Zoo Berlin macht es öffentlich
„Ganz wie bei der Kita-Eingewöhnung läuft das natürlich Schritt für Schritt, bzw. Plansch für Plansch“, schreibt der Zoo auf Instagram. Noch vorsichtig und eng an Mamas Seite gewöhnt sich das Jungtier an das tiefere Wasser, an neue Geräusche und die weite Umgebung der Hippo Bay. In den kommenden Tagen soll der Nachwuchs immer mutiger werden – und irgendwann selbstbewusst durchs Becken tauchen und toben.
Für das Zoo-Team ist dieser Moment ein wichtiger Entwicklungsschritt. Jungtiere müssen das Schwimmen und Untertauchen erst lernen, auch wenn Flusspferde geborene Wasserbewohner sind. Das erste Bad ist daher immer eine sensible Phase, in der Vertrauen, Nähe zur Mutter und Geduld gefragt sind.
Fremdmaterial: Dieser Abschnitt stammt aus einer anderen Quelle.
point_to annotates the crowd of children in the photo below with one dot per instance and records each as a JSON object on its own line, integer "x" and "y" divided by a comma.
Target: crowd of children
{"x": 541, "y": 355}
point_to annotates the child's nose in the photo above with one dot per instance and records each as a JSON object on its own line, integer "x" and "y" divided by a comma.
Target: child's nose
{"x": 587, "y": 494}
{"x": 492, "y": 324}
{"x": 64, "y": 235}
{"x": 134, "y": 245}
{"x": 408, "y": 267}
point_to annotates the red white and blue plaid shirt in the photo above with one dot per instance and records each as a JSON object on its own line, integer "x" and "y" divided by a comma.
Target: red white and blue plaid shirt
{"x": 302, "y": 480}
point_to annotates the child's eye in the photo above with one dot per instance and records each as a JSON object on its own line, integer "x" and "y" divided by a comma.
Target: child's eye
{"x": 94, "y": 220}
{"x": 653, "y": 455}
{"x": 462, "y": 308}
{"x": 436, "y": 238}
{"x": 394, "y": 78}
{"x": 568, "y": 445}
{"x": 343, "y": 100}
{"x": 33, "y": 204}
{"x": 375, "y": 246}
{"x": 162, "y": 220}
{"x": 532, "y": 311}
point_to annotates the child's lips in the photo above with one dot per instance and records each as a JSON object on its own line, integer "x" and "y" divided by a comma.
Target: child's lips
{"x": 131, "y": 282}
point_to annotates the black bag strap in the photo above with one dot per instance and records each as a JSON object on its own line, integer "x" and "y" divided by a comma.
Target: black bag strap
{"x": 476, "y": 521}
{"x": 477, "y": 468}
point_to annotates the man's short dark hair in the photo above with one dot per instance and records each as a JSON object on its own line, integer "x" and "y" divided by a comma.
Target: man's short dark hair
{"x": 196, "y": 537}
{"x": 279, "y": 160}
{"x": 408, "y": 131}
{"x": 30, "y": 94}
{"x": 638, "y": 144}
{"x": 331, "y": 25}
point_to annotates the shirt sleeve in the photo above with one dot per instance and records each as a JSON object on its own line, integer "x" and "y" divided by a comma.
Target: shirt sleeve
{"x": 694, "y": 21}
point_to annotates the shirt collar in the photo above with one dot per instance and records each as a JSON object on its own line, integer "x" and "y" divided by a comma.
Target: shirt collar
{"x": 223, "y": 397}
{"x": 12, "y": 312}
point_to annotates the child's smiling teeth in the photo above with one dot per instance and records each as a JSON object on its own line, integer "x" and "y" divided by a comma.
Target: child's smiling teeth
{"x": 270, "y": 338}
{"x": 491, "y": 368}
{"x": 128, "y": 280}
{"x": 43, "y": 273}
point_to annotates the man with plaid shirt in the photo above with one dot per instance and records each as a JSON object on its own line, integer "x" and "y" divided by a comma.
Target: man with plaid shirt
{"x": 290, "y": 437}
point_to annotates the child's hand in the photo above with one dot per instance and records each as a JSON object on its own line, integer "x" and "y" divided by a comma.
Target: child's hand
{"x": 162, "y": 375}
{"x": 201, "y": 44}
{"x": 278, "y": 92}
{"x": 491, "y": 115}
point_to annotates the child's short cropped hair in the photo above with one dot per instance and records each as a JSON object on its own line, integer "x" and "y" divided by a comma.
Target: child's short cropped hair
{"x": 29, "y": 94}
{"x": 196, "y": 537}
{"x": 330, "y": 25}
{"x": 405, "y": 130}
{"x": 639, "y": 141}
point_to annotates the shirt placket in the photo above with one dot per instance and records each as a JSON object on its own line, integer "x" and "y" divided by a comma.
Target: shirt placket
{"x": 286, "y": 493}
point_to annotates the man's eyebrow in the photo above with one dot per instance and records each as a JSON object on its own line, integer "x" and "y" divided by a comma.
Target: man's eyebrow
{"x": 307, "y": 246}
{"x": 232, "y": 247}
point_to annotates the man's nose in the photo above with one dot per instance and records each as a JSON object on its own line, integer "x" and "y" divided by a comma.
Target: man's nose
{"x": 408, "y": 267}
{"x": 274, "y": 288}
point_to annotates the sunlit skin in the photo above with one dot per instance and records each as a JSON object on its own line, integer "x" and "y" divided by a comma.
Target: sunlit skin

„Habt ihr Freitag schon was vor?“
Noch bleibt das Planschen ein privates Vergnügen. Doch lange müssen Fans nicht mehr warten: „Irgendwann ist klar: Hier kann man den ganzen Tag bleiben, toben, tauchen… und ihr könnt auch dabei sein! Habt ihr Freitag schon was vor?“, heißt es augenzwinkernd in dem Beitrag.
Wer also am Freitag Zeit hat, kann vielleicht schon einen ersten Blick auf das muntere Mini-Hippo werfen. Mit diesem charmanten Nachwuchs kündigt sich ein weiteres Highlight im Zoo-Alltag an – und ein besonders niedliches Kapitel in der Geschichte der Berliner Hippo Bay.